I realize this has been well answered but here's a comparison between "$@" $@ "$*" and $*

Contents of test script:

# cat ./test.sh
#!/usr/bin/env bash
echo "================================="

echo "Quoted DOLLAR-AT"
for ARG in "$@"; do
    echo $ARG
done

echo "================================="

echo "NOT Quoted DOLLAR-AT"
for ARG in $@; do
    echo $ARG
done

echo "================================="

echo "Quoted DOLLAR-STAR"
for ARG in "$*"; do
    echo $ARG
done

echo "================================="

echo "NOT Quoted DOLLAR-STAR"
for ARG in $*; do
    echo $ARG
done

echo "================================="

Now, run the test script with various arguments:

# ./test.sh  "arg with space one" "arg2" arg3
=================================
Quoted DOLLAR-AT
arg with space one
arg2
arg3
=================================
NOT Quoted DOLLAR-AT
arg
with
space
one
arg2
arg3
=================================
Quoted DOLLAR-STAR
arg with space one arg2 arg3
=================================
NOT Quoted DOLLAR-STAR
arg
with
space
one
arg2
arg3
=================================

A lot answers here recommends $@ or $* with and without quotes, however none seems to explain what these really do and why you should that way.

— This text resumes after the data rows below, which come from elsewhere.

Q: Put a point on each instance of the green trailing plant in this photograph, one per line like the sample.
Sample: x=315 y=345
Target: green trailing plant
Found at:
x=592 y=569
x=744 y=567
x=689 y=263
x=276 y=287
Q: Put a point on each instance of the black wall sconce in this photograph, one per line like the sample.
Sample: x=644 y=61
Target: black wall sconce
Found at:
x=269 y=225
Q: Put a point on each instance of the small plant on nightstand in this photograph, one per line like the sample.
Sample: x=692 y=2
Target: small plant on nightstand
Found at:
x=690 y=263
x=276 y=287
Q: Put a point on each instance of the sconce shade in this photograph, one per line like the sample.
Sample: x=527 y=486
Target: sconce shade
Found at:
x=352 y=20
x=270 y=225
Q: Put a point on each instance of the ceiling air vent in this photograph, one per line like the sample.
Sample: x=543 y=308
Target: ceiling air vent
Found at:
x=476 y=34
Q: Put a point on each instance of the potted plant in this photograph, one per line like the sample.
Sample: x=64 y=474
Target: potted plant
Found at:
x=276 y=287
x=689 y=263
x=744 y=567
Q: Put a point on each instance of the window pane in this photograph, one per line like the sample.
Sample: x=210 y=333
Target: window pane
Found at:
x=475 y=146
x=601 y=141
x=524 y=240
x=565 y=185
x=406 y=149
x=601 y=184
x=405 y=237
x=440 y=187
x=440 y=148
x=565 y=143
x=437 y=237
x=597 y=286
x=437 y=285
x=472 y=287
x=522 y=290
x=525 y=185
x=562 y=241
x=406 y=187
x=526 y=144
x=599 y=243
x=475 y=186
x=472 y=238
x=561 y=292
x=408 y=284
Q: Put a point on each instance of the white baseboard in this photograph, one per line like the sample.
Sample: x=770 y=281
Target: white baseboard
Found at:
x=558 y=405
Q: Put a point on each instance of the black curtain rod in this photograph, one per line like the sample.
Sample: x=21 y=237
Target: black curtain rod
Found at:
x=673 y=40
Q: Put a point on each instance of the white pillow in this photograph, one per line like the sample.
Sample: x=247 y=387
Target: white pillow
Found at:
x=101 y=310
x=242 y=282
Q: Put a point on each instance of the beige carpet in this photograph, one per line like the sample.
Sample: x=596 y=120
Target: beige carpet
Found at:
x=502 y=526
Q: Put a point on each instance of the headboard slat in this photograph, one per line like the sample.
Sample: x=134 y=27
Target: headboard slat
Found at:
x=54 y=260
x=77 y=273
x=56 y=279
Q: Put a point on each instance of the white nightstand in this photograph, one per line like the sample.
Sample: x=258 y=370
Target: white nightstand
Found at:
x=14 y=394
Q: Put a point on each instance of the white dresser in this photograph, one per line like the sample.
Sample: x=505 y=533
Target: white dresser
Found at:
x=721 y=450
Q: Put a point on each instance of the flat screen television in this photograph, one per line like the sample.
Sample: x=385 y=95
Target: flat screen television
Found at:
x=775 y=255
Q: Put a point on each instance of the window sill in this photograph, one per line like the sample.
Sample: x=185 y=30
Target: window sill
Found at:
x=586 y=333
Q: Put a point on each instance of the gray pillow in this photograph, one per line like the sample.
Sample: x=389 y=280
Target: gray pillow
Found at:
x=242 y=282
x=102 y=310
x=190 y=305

So let me steal this excellent summary from this answer:

+--------+---------------------------+
| Syntax |      Effective result     |
+--------+---------------------------+
|   $*   |     $1 $2 $3 ... ${N}     |
+--------+---------------------------+
|   $@   |     $1 $2 $3 ... ${N}     |
+--------+---------------------------+
|  "$*"  |    "$1c$2c$3c...c${N}"    |
+--------+---------------------------+
|  "$@"  | "$1" "$2" "$3" ... "${N}" |
+--------+---------------------------+

Notice that quotes makes all the difference and without them both have identical behavior.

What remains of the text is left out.